Audiences often enjoy their unique approach at songs like; “My Name Is” by Eminem, or “La Grange” and “Tube Snake Boogie by ZZTop, but the band is also known cover a wide variety of other bands as well, including songs by; Bill Withers, Bob Marley, Charlie Daniels, and many others that people know and like to sing along to.

Russ Copelin

Russ CopelinLead Vocals, Ukulele, Guitar, Harmonica, Percussion, Banjo

Influences: Big Frank Zappa fan! “Sex and Drugs and Rock-n-Roll!”

Russ Copelin strikes me as a genuinely ambitious band leader, who spends much of his time self-promoting and managing the band’s booking. “We probably play more than any other original band in the State of Maine!”, Russ approvingly states, “I’ll call some clubs a couple of times a week, until they pick up the phone and talk to me. I don’t care how annoying I can be, because I know from experience that’s how you book the gigs!” And with his band booked 12 months ahead, with over 150 shows in the past two years behind him, I think he may be on to something.

Learning how to barter may have been just the tools Russ needed, through working for his family’s business; “Benton Station Antiques” in Benton. “We hope to replace our regular jobs someday. We love Maine, and really hope the music scene is able to keep us going.” The band’s optimism seemed high, “Screw that! We wanna take over the World!”

“I’m sick of musicians working for nothing!” Russ conveyed some frustration with his experiences of booking. “It makes it difficult at times to book gigs, because some musicians will often undercut other performers. This makes it easier for venues to take advantage of bands, which often results in smaller pay sums.”

“I’ll be the guy at a show standing right up front staring at the performers.” Entertained by inquisitively researching and absorbing what the performers are doing. “Sometimes, it seems, I tend to make other musicians nervous.
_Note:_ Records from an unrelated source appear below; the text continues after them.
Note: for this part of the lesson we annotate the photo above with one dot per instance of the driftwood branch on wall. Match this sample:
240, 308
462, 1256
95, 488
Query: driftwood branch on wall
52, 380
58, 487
It’s probably the way that I stare.” Russ joked, as he put on his best impression.

Russ showed some appreciation for other Maine bands he’s encountered; “The Dead Sexies”, “151” which was a band out of Hollowell, and “Before I Kill Again” a Windham based hardcore band .

Andrew Bellmore

Andrew BellmoreAndrew Bellmore -- traditional drum kit, Hand percussion

Influences: “There’s nothing I won’t listen to! I listened to “Buddy Guy” the whole way down here today.”

Andrew started playing drums early in life, after breaking his parent’s car dashboard while drumming on it. His father, who is also a musician, remarked that maybe it’s time Andrew started playing the drums, and put his son's rhythmic hands to good use with a set of drums at an early age.

Leif Devine & Tom Stevens

Leif Devine & Tom Stevens

Tom "Magnum" Stevens -- Guitar & Slide, Percussion, Slap-Bass, Vocals

Influences: ZZTop, and Classic Rock in general.

Tom also drums for “The Nectaroons”, a band out of Farmington.

Leif Devine & Tom Stevens

Leif "Encore" Devine -- Bass, Guitar, Vocals

Influences: Primis, Tenacious D, Cake

Leif and Russ founded the band together.